From Henry Box Brown’s cargo dramatics to Ellen Craft’s incredible performance as a feeble white male travelling with his black servant to Brer Rabbit’s feigned fear of the briar patch, artifice and performance repeatedly serve as the necessary means, if not the conditions of possibility for, fugitive departure and black life. This course asks how masks, masquerades, con-acts, and acting enable resistance and escape.  In particularly we will explore how the radical work of historical black performances continue in contemporary black performances. To that end we will blend our examination of historical black performances like that referenced in Zora Neale Hurston’s play “Color Struck” or Linda Brent’s fugitive play on her master’s ignorance and hubris with discussions about contemporary black performances of freedom, escape, and survival (like what we might see in Danny Glover’s Childish Gambino; Beyonce’s Sasha Fierce; Ru Paul’s Drag Race; and the increasingly popular interest in black speculative and Afrofuturisms manifest in the sonic-visual performances of Solange or in the HBO series Random Acts of Flyness.

The fall 2020 version of this course will pay particular attention to the various forms black performance can take. Put differently we will focus on how black things performance. Black things here refers both to items (material, social, cultural) thought to belong to and/or originate form black peoples as well as to black peoples themselves.

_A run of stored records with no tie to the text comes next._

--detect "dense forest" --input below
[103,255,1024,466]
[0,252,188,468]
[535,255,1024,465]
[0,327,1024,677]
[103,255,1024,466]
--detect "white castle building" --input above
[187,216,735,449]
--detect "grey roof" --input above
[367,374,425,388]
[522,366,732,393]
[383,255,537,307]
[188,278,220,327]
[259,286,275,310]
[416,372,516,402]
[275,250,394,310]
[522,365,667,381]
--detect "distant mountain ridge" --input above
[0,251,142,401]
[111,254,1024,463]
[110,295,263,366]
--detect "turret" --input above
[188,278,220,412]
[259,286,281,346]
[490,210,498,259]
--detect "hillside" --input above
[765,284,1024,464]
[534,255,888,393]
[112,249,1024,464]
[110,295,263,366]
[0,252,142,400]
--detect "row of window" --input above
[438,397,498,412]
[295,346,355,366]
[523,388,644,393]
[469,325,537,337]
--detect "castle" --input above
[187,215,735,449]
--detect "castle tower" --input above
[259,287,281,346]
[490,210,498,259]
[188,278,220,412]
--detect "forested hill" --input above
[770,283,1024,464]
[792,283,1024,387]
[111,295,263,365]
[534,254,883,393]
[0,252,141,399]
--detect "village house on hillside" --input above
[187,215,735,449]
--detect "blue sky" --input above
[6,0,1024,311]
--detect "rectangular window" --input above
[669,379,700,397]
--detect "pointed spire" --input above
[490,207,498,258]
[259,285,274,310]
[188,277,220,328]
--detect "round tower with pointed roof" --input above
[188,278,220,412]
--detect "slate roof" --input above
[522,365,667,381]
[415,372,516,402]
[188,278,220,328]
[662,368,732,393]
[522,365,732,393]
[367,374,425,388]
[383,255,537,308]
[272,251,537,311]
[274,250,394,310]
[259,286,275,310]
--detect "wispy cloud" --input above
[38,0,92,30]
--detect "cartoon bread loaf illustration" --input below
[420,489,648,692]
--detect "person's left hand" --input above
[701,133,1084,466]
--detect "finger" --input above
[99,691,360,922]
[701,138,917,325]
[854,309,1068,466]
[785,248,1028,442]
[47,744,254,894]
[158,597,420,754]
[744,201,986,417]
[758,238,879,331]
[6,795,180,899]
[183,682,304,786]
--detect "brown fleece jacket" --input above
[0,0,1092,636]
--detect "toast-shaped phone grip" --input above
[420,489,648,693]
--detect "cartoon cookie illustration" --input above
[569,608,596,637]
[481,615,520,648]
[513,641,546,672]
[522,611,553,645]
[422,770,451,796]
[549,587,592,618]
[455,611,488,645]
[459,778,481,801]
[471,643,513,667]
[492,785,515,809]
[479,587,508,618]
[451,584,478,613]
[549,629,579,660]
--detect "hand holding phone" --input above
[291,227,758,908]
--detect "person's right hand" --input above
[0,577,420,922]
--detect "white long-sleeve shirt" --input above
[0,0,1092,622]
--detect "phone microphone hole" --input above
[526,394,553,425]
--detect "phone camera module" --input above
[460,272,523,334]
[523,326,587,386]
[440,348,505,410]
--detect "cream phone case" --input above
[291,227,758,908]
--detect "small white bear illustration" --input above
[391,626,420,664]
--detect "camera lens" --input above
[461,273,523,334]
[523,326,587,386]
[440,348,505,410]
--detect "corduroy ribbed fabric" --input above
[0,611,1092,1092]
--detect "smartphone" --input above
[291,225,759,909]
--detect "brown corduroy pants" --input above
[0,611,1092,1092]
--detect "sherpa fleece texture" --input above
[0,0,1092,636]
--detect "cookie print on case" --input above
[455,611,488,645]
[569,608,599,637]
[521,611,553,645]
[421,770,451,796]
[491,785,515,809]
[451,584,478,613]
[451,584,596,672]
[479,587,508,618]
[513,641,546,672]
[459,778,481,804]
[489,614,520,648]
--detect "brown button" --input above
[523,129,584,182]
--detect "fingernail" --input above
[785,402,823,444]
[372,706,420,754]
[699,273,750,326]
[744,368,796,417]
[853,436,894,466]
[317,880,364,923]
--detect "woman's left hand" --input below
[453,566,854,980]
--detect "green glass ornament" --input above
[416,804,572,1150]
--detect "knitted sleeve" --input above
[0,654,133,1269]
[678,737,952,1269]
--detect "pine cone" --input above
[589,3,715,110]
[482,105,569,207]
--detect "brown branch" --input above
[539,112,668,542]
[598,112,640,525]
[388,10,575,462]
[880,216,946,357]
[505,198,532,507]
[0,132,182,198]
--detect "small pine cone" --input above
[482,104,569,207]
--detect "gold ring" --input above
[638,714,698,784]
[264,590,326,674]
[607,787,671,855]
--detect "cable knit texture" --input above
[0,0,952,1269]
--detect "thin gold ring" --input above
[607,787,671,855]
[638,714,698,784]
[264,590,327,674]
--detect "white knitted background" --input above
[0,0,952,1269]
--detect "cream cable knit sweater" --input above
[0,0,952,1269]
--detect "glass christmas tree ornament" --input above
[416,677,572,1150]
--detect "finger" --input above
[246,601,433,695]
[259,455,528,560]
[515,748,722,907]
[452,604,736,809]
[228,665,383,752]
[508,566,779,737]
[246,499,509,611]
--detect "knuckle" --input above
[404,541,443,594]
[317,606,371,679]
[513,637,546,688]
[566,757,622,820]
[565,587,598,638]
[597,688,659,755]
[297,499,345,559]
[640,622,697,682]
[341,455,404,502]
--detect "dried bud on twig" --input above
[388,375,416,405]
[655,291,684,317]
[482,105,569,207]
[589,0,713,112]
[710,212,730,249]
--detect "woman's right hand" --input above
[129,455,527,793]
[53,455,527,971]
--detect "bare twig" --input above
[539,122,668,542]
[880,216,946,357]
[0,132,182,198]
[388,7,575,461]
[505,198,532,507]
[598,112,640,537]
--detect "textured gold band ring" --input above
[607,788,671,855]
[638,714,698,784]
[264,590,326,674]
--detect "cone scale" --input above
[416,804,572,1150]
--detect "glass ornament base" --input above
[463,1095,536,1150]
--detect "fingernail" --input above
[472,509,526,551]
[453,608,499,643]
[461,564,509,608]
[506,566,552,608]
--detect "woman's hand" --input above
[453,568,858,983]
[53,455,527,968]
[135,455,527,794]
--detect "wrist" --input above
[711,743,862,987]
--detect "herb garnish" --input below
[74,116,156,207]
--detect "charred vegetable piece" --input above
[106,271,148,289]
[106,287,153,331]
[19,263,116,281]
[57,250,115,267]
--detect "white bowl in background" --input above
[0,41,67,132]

For in a post-enlightenment world power by anti-black colonial rule and institutions of racialized slavery, black peoples were conceived of not as people but as things, as black things.

Course Organization

The course material has not been organized chronologically, but that does not mean that it has not been organized with an attention to historical context and material relations. Many of the texts we will examine play with notions of time and timing. They dream of tomorrows while remembering a yesterday. They understand the present as something that must be interrogated with an understanding of the permeability between past and present; futurity and history; promise and legacy; and the temporal movement of the present to some not yet here future.  

As such the class material has been organized to emphasize the continuities between past and present and the importance of temporal and historical play in black performances.

Using recent and popular texts of music videos by artists Beyonce and Childish Gambino, the course begins by defining the terms of what we mean by black, performance, and black performance followed by an examination of two contemporary black performance texts. We will frame our discussion of these hopefully more familiar texts with 1) a theoretical vocabulary derived from scholars/thinkers Harry Elam, Houston Baker, Peggy Phelan, and Daphne Brooks, and 2) a sketch of the history of black caricature and anti-black racial stereotypes and black exclusion against which much of the history of popular black arts and black performances takes shape.   As part of that discussion, we will examine the persistence of black caricatures, many of them popularized by Harriet Beecher Stowe’s now infamous novel Uncle Tom Cabin.  In doing so we will establish the unavoidable but not all encompassing back drop of anti-black white performances and performance traditions within, against, and under which black performance texts emerge. 

From here we go back almost a century to the Harlem Renaissance. We will center our discussion of this seminal period in Black cultural and intellectual production around artist Zora Neale Hurston’s play “Color Struck” and the Civil Rights movement (focusing on the sounds and aesthetics of black blues women).  Our discussion of these texts and time periods will focus not only on traditional dramatic texts (i.e. plays), but also on black music, black speech and voice, black dance, black fashion, black visual culture, and of course, the performance of black political and social movements. Our discussion of both of these time key 20th century eras will also include contemporary black performance texts. 

From the Harlem Renaissance we move some 50-60 years ahead to The Black Arts Movement. We will examine the Black Arts Movement from the vantage point of Ntozake Shange’s 1982 novel Cypress, Sassafras, and Indigo, that focuses on the coming of age of three black sisters during the politically and artistically tumultuous time of late Civil Rights Movement, Black Nationalism, and Black Arts periods.  Shange, most known for her choreopoem For Colored Girls Who’ve Considered Suicide When the Rainbow is Enuf, is among the incredible cadre of black women artists who came of age in even as they were excluded from and long out lived the Black Arts Movements.

From the 1980s, we go back a century and a half to the life of the formerly enslaved black woman Harriet Jacobs. But our examination of Harriet Jacobs’ fugitive performance and the performance of her text will include a comparative analysis of both Harriet Jacobs’ 1861 slave narrative Incidents in the Life of a Slave Girl and the 2011 play by Lydia Diamond based on Jacobs’ life and narrative titled Harriet. We will discuss how each texts plays with the past and expectations about the relation between past and future as well as interrogate the ways 21st century popular black performance imagines and re-remembers slavery.